How to save tax on sale of agricultural land?

I have some agricultural land from last 30 years. How can I save tax on the sale of this land? Can I benefit from buying a residential property?

—Name withheld on request

As per the provisions of the Income Tax Act 1961, agricultural land is not treated as a capital asset, unless it fulfills the following conditions:

a) the land is situated in any area under the jurisdiction of a municipality or cantonment board having a population of not less than 10,000; either

b) The land is located in an area within an aerially measured, specified distance (range 2 km to 8 km) from the local limits of a municipality or cantonment board (with a population of 10,000 to one million).

Based on the limited facts available, it is not clear whether the agricultural land owned by you qualifies as a capital asset. If agricultural land does not satisfy the above conditions, it is not treated as a capital asset, and gains from its sale will not be subject to tax.

If agricultural land qualifies as a capital asset, it will be treated as a long-term capital asset (LTCA), as the holding period is more than 24 months and the sale proceeds of such agricultural land will be subject to long-term capital gain (LTCG) . In addition, one can claim the following deductions from the resulting LTCG:

Section 54B: Where LTCG arises from transfer of land which was being used for agricultural purposes and the assessee has purchased any other land for agricultural purposes within a period of two years after that date, proportionate deduction is available to that extent LTCG investment will be as prescribed. Further, if LTCG cannot be invested for purchase of new land by the date of furnishing of return under section 139 of the Act, such amount shall be deposited in a specified capital before the due date of filing of tax return. can go. Profit Account Scheme (CGAS) account with authorized banks and used in the prescribed manner to avail deduction.

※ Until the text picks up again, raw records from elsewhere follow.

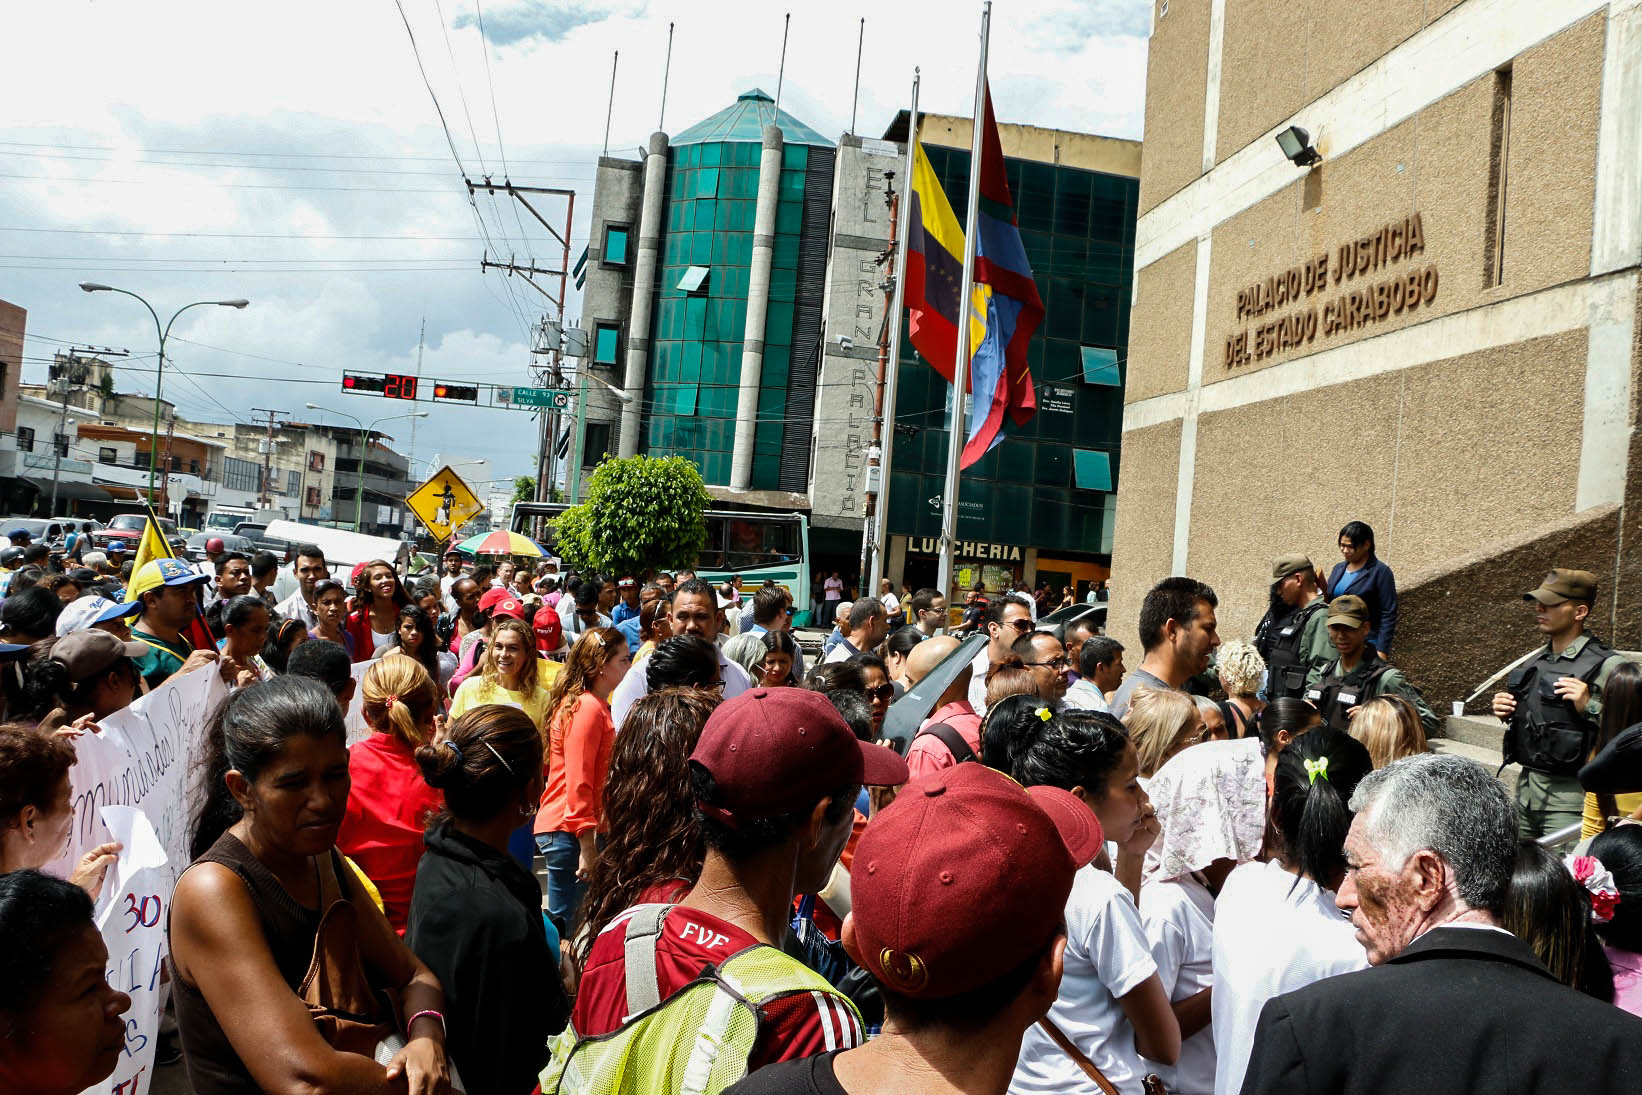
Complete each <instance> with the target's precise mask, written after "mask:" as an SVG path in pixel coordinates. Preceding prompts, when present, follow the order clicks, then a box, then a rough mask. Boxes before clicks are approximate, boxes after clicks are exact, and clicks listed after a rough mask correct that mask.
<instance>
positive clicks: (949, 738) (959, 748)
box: [913, 722, 975, 763]
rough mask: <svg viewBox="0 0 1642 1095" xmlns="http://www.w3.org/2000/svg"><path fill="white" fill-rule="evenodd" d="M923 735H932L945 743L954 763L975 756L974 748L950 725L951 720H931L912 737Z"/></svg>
mask: <svg viewBox="0 0 1642 1095" xmlns="http://www.w3.org/2000/svg"><path fill="white" fill-rule="evenodd" d="M924 735H929V737H934V739H938V740H939V742H941V744H943V745H946V749H947V752H951V754H952V760H954V762H956V763H964V762H965V760H974V758H975V750H974V749H970V747H969V742H965V740H964V735H962V734H959V732H957V727H956V726H952V724H951V722H931V724H929V726H926V727H924V729H921V731H918V732H916V734H915V735H913V737H915V739H918V737H924Z"/></svg>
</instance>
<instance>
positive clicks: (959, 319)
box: [936, 0, 992, 599]
mask: <svg viewBox="0 0 1642 1095" xmlns="http://www.w3.org/2000/svg"><path fill="white" fill-rule="evenodd" d="M990 30H992V0H987V2H985V5H982V8H980V66H979V67H977V69H975V112H974V115H970V118H972V121H970V141H969V200H967V208H965V213H964V287H962V292H961V294H959V297H957V353H956V355H954V361H952V412H951V414H952V422H951V432H949V437H947V447H946V491H944V493H943V496H941V566H939V571H938V575H939V576H938V578H936V588H938V589H939V591H941V594H943V596H946V598H949V599H952V573H954V570H956V565H957V465H959V460H961V458H962V455H964V438H965V435H967V432H969V422H967V420H965V419H964V387H967V383H969V322H970V309H972V307H974V302H972V300H970V297H972V296H974V294H975V220H977V215H979V210H980V136H982V128H985V126H984V113H985V95H987V38H988V34H990Z"/></svg>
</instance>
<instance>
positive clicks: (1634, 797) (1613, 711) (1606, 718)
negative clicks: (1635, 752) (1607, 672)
mask: <svg viewBox="0 0 1642 1095" xmlns="http://www.w3.org/2000/svg"><path fill="white" fill-rule="evenodd" d="M1637 722H1642V665H1637V663H1635V662H1626V663H1622V665H1616V667H1614V671H1612V673H1609V675H1608V681H1606V683H1604V685H1603V717H1601V719H1598V724H1599V726H1601V731H1599V732H1598V735H1596V749H1593V750H1591V755H1593V757H1594V755H1596V754H1599V752H1601V750H1603V745H1606V744H1608V742H1611V740H1614V739H1616V737H1619V731H1622V729H1626V727H1627V726H1635V724H1637ZM1639 813H1642V795H1593V793H1589V791H1586V795H1585V818H1583V822H1585V824H1581V826H1580V839H1581V841H1589V839H1591V837H1594V836H1596V834H1598V832H1603V831H1604V829H1608V819H1609V818H1634V816H1637V814H1639Z"/></svg>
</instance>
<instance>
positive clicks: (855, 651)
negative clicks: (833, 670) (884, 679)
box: [821, 598, 888, 665]
mask: <svg viewBox="0 0 1642 1095" xmlns="http://www.w3.org/2000/svg"><path fill="white" fill-rule="evenodd" d="M839 630H841V632H842V627H841V629H839ZM887 634H888V625H887V624H885V622H883V602H880V601H878V599H877V598H860V599H859V601H855V602H854V604H851V606H849V632H847V634H844V637H842V639H841V640H839V642H837V645H836V647H832V648H831V650H829V652H828V655H826V657H824V658H821V663H823V665H826V663H828V662H842V660H846V658H849V657H851V655H855V653H860V652H862V650H872V648H874V647H877V645H878V644H880V642H883V637H885V635H887Z"/></svg>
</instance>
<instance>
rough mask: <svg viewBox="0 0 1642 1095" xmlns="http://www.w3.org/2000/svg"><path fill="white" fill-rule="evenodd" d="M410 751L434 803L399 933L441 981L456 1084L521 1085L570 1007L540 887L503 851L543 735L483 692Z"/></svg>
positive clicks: (556, 946)
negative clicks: (435, 802) (457, 1070)
mask: <svg viewBox="0 0 1642 1095" xmlns="http://www.w3.org/2000/svg"><path fill="white" fill-rule="evenodd" d="M415 763H417V767H419V768H420V772H422V778H425V780H427V783H429V785H430V786H433V788H437V790H438V791H442V793H443V796H445V811H443V813H440V814H438V816H437V818H435V819H433V824H432V826H430V827H429V831H427V854H425V855H424V857H422V862H420V864H419V865H417V872H415V895H414V896H412V898H410V928H409V929H407V931H406V942H407V944H409V946H410V949H412V951H415V952H417V954H419V955H420V957H422V960H424V962H427V965H429V969H432V970H433V975H435V977H438V983H440V985H442V987H443V990H445V1003H447V1005H448V1006H447V1008H445V1016H447V1023H448V1026H450V1033H448V1034H447V1039H448V1041H447V1046H448V1049H450V1057H452V1061H455V1062H456V1067H458V1069H460V1070H461V1080H463V1084H465V1085H466V1090H470V1092H496V1095H527V1093H529V1092H530V1090H534V1088H535V1077H537V1072H540V1070H542V1065H545V1064H547V1039H548V1038H552V1036H553V1034H557V1033H558V1031H562V1029H563V1028H565V1019H566V1018H568V1016H570V1001H568V1000H566V998H565V990H563V985H562V983H560V978H558V941H557V937H552V939H550V937H548V934H547V929H545V926H544V923H542V890H540V887H539V885H537V882H535V877H532V875H530V872H529V870H525V868H524V867H521V865H519V864H517V862H516V860H514V859H512V857H511V855H509V854H507V837H509V836H511V834H512V831H514V829H517V827H519V822H521V821H522V819H525V818H529V816H532V814H534V813H535V806H537V801H539V798H540V795H542V735H540V732H537V729H535V722H532V721H530V716H527V714H525V712H524V711H519V709H517V708H504V706H501V704H488V706H483V708H475V709H473V711H470V712H466V714H465V716H461V717H460V719H453V721H452V722H450V724H448V726H447V727H445V729H443V731H442V732H440V734H438V735H437V737H435V739H433V740H430V742H427V744H422V745H419V747H417V750H415Z"/></svg>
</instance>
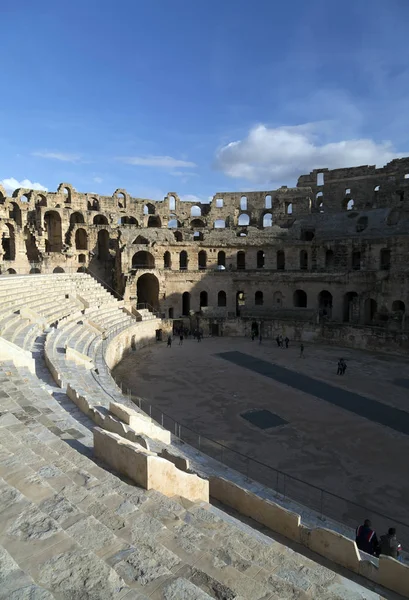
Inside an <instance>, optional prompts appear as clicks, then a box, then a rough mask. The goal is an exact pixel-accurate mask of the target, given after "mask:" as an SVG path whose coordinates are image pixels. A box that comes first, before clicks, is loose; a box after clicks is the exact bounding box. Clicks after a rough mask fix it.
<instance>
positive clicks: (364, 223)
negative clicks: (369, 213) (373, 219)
mask: <svg viewBox="0 0 409 600" xmlns="http://www.w3.org/2000/svg"><path fill="white" fill-rule="evenodd" d="M367 227H368V217H359V219H358V221H357V222H356V231H357V233H361V231H365V229H366V228H367Z"/></svg>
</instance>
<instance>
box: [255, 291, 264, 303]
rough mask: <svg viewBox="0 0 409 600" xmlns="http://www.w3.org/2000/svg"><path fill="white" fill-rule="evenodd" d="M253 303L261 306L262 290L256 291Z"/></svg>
mask: <svg viewBox="0 0 409 600" xmlns="http://www.w3.org/2000/svg"><path fill="white" fill-rule="evenodd" d="M254 304H255V305H256V306H263V292H260V291H257V292H256V293H255V294H254Z"/></svg>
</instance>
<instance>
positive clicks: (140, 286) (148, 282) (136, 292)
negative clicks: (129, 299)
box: [136, 273, 159, 310]
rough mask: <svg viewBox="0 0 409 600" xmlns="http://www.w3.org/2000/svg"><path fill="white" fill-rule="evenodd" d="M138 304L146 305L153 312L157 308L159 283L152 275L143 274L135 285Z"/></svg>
mask: <svg viewBox="0 0 409 600" xmlns="http://www.w3.org/2000/svg"><path fill="white" fill-rule="evenodd" d="M136 294H137V297H138V304H148V305H149V306H151V307H152V308H154V309H155V310H156V309H158V308H159V281H158V279H157V278H156V277H155V275H152V273H145V274H144V275H141V277H139V279H138V281H137V283H136Z"/></svg>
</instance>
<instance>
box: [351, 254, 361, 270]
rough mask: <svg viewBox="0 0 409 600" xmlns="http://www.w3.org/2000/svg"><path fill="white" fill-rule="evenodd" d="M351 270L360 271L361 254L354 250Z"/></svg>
mask: <svg viewBox="0 0 409 600" xmlns="http://www.w3.org/2000/svg"><path fill="white" fill-rule="evenodd" d="M352 270H353V271H360V270H361V253H360V251H359V250H354V251H353V252H352Z"/></svg>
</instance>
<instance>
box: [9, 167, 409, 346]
mask: <svg viewBox="0 0 409 600" xmlns="http://www.w3.org/2000/svg"><path fill="white" fill-rule="evenodd" d="M0 219H1V221H0V224H1V247H0V251H1V263H0V267H1V273H2V274H3V275H4V274H13V273H18V274H27V273H39V272H41V273H52V272H62V271H65V272H73V271H84V270H88V271H89V272H91V273H92V274H94V275H95V276H97V277H99V278H100V279H102V280H103V281H104V282H105V283H106V284H109V285H110V286H112V287H114V289H115V290H116V291H117V293H118V294H120V295H121V296H123V297H124V299H125V300H126V301H127V302H128V303H130V304H131V305H135V304H139V305H141V304H142V305H144V306H146V307H147V308H149V309H151V310H155V311H158V312H159V313H160V314H161V316H163V317H164V318H165V319H169V322H167V323H165V325H166V326H168V327H171V320H173V321H174V320H177V321H178V323H179V324H181V323H183V324H184V326H187V327H192V328H196V327H200V328H201V329H203V332H204V334H205V335H206V334H208V333H210V334H212V335H242V334H248V333H249V332H250V331H251V329H257V330H262V331H263V333H264V335H265V336H273V337H275V336H276V335H277V334H279V333H285V334H286V335H289V337H290V338H291V339H295V340H297V339H304V340H309V339H311V340H313V339H325V340H326V341H334V342H335V343H343V344H351V345H357V346H360V347H373V348H379V347H380V346H382V347H383V348H384V349H387V348H389V349H391V350H394V351H403V350H405V349H407V348H408V347H409V343H408V341H407V338H408V334H409V326H408V325H407V324H406V321H405V313H406V306H408V302H409V298H408V291H409V286H408V282H409V277H408V275H409V264H408V260H407V257H408V255H409V252H408V251H409V158H403V159H397V160H393V161H392V162H390V163H388V164H387V165H386V166H385V167H382V168H379V169H377V168H375V167H374V166H362V167H353V168H347V169H334V170H328V169H324V168H323V169H316V170H314V171H312V172H311V173H309V174H308V175H302V176H301V177H300V178H299V180H298V183H297V187H295V188H287V187H285V186H282V187H281V188H279V189H277V190H266V191H265V192H243V193H236V192H235V193H218V194H215V196H214V197H213V199H212V201H211V202H210V203H208V204H205V203H197V204H195V203H191V202H182V201H181V200H180V199H179V197H178V195H177V194H176V193H173V192H172V193H169V194H168V195H167V196H166V197H165V198H164V199H163V200H162V201H154V200H148V199H143V198H133V197H130V196H129V194H128V193H127V192H126V190H124V189H118V190H116V191H115V192H114V194H113V195H112V197H108V196H99V195H96V194H82V193H79V192H77V191H76V190H75V189H74V188H73V187H72V186H71V185H70V184H68V183H62V184H61V185H60V186H59V187H58V190H57V192H55V193H46V192H38V191H32V190H27V189H18V190H16V191H15V192H14V193H13V195H12V197H7V195H6V193H5V191H4V190H3V189H1V188H0Z"/></svg>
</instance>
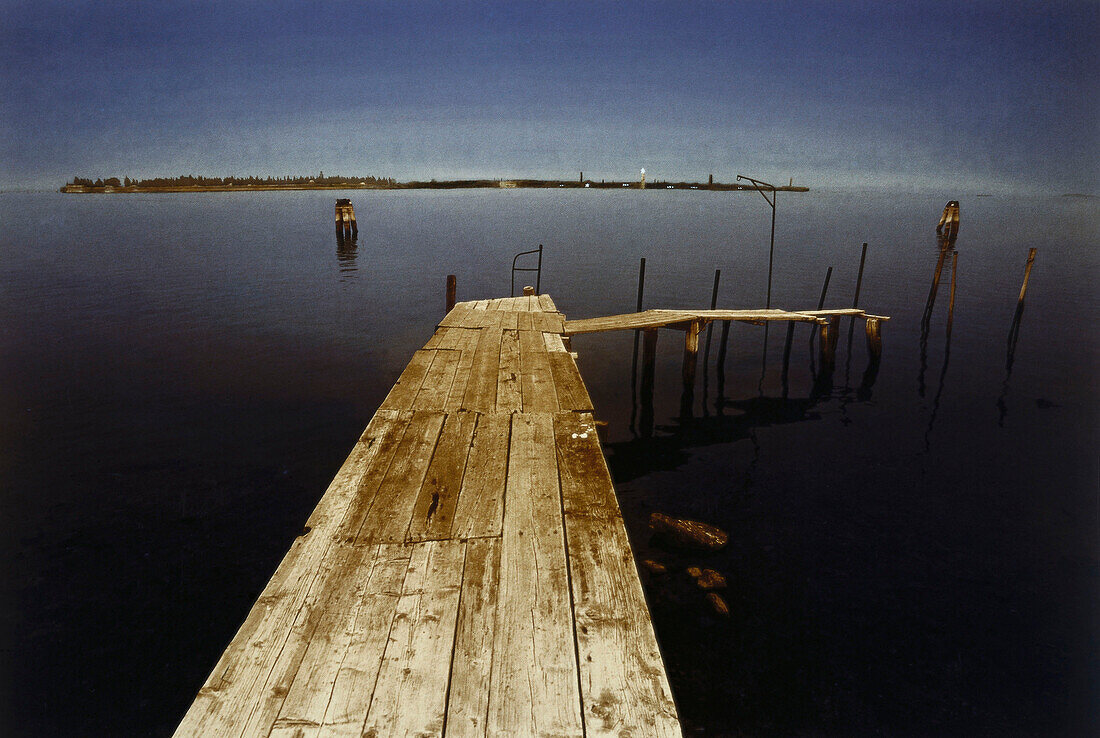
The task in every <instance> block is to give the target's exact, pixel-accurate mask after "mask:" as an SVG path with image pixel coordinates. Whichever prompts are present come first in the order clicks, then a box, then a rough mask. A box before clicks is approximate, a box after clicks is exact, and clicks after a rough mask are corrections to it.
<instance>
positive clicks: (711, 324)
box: [703, 269, 722, 379]
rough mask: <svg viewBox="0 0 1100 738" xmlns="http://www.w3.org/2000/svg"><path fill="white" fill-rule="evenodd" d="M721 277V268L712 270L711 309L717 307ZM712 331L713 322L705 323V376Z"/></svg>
mask: <svg viewBox="0 0 1100 738" xmlns="http://www.w3.org/2000/svg"><path fill="white" fill-rule="evenodd" d="M720 278H722V269H715V271H714V289H712V290H711V309H712V310H714V309H715V308H717V307H718V280H719V279H720ZM712 333H714V323H713V322H708V323H707V324H706V349H704V350H703V375H704V377H703V378H704V379H705V378H706V371H707V370H706V367H707V364H708V363H709V361H711V334H712Z"/></svg>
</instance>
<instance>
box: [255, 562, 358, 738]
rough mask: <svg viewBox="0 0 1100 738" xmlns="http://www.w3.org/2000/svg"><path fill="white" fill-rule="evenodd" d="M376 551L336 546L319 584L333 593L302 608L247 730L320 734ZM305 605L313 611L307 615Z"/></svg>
mask: <svg viewBox="0 0 1100 738" xmlns="http://www.w3.org/2000/svg"><path fill="white" fill-rule="evenodd" d="M377 554H378V551H377V547H351V546H337V547H334V548H333V551H331V552H330V553H329V555H328V557H327V558H326V565H327V566H328V565H329V563H330V562H331V564H332V566H331V571H330V573H329V574H328V576H327V579H326V581H324V582H323V583H322V585H321V592H322V593H326V592H327V593H328V594H329V598H328V602H323V601H319V602H318V603H316V604H315V605H312V606H310V604H309V603H307V607H305V608H303V610H304V613H303V614H299V616H298V619H299V621H298V623H296V624H295V627H294V630H293V631H292V636H290V639H289V640H288V641H287V645H286V646H285V647H284V648H283V652H282V653H281V654H279V661H278V663H276V667H275V669H274V670H273V672H272V675H271V676H270V678H268V682H267V683H268V686H267V687H266V690H265V695H264V701H263V702H262V703H261V705H260V709H257V711H256V712H254V713H253V715H252V717H251V718H250V722H249V724H248V725H246V726H245V729H244V735H246V736H248V735H266V734H267V731H268V730H271V736H272V737H273V738H292V737H294V736H303V735H304V734H309V735H316V733H317V731H318V730H319V729H320V726H321V724H322V723H323V720H324V713H326V711H327V709H328V706H329V700H330V698H331V696H332V685H333V682H334V681H335V678H337V672H338V671H339V670H340V664H341V663H342V662H343V659H344V656H345V653H346V651H348V646H349V643H350V642H351V634H352V629H353V627H354V624H355V617H356V615H357V612H359V608H360V605H361V604H362V599H363V597H362V595H363V592H362V587H363V585H364V583H367V584H370V580H371V579H372V575H373V572H374V569H375V563H376V560H377ZM306 610H309V613H308V615H307V616H305V617H304V615H305V613H306ZM310 620H316V621H317V624H316V629H315V630H312V631H310V630H308V626H309V625H310ZM281 667H282V669H281ZM276 711H277V713H276ZM276 715H277V719H276Z"/></svg>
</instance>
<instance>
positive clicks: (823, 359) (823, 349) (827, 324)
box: [818, 318, 840, 372]
mask: <svg viewBox="0 0 1100 738" xmlns="http://www.w3.org/2000/svg"><path fill="white" fill-rule="evenodd" d="M839 323H840V319H839V318H833V319H831V320H826V322H823V323H822V324H821V326H818V332H820V333H821V360H822V371H823V372H832V371H833V367H834V366H836V340H837V338H838V337H839V334H840V331H839Z"/></svg>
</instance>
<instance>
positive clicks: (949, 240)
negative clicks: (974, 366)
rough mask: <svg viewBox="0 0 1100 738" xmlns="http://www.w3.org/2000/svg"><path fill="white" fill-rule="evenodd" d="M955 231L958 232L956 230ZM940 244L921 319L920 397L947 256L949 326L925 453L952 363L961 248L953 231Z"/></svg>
mask: <svg viewBox="0 0 1100 738" xmlns="http://www.w3.org/2000/svg"><path fill="white" fill-rule="evenodd" d="M955 232H957V229H956V231H955ZM938 245H939V256H938V258H937V260H936V272H935V275H934V276H933V278H932V288H931V289H930V291H928V301H927V304H926V305H925V308H924V318H923V319H922V320H921V372H920V377H919V382H917V384H919V387H917V392H919V394H920V396H921V397H924V393H925V385H924V373H925V371H926V370H927V366H928V333H930V331H931V326H932V311H933V308H934V307H935V302H936V293H937V290H938V288H939V279H941V276H942V274H943V268H944V265H945V264H946V262H947V260H948V258H949V260H950V264H952V276H950V295H949V297H948V300H947V327H946V329H945V331H944V364H943V366H942V367H941V370H939V383H938V386H937V387H936V395H935V397H933V399H932V414H931V416H930V417H928V427H927V428H926V429H925V431H924V450H925V452H927V451H928V450H931V448H932V429H933V428H934V427H935V423H936V416H937V415H938V414H939V400H941V397H942V396H943V394H944V384H945V381H946V378H947V366H948V364H949V363H950V357H952V328H953V327H954V324H955V293H956V287H957V274H958V261H959V255H958V251H956V250H955V249H954V245H955V234H954V232H953V233H952V234H949V235H944V236H939V239H938Z"/></svg>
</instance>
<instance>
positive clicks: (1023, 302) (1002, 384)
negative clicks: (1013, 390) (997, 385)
mask: <svg viewBox="0 0 1100 738" xmlns="http://www.w3.org/2000/svg"><path fill="white" fill-rule="evenodd" d="M1035 251H1036V250H1035V249H1031V250H1029V251H1027V265H1026V266H1025V267H1024V284H1023V285H1021V287H1020V298H1019V299H1018V300H1016V311H1015V315H1013V316H1012V326H1011V327H1010V328H1009V341H1008V348H1007V351H1005V355H1004V383H1003V384H1002V385H1001V396H1000V397H999V398H998V400H997V408H998V410H999V411H1000V412H999V418H998V421H997V425H999V426H1004V416H1005V415H1007V414H1008V404H1007V401H1005V400H1007V399H1008V395H1009V379H1011V378H1012V364H1013V363H1014V362H1015V360H1016V343H1018V342H1019V341H1020V324H1021V322H1022V320H1023V317H1024V297H1026V295H1027V282H1029V280H1030V279H1031V267H1032V265H1033V264H1034V263H1035Z"/></svg>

Section 54EC: LTCG is to be invested in notified bonds with stipulated conditions within 6 months from the date of transfer of LTCA. Such capital gains amount so invested shall be eligible for exemption up to a maximum of 50 lakhs during the financial year in which LTCA is sold / subsequent financial years.

Section 54F: Net sale proceeds of agricultural land invested in the purchase or construction of any other property within the specified time frame, provided that the individual does not have more than one residential property other than the new house on the date of sale of the LTCA. , Where the entire net sale proceeds are not invested and only a partial amount is invested, the deduction under section 54F will be available only for proportionate LTCG.

Further, if the net sale proceeds cannot be invested for purchase or construction of a new house by the date of furnishing the return, such amount may be credited to the specified CGAS bank account with the authorized banks and in the prescribed manner. Can be used from, to avail deduction.

Parizad Sirwalla is Partner and Head, Global Mobility Services, Tax, KPMG in India.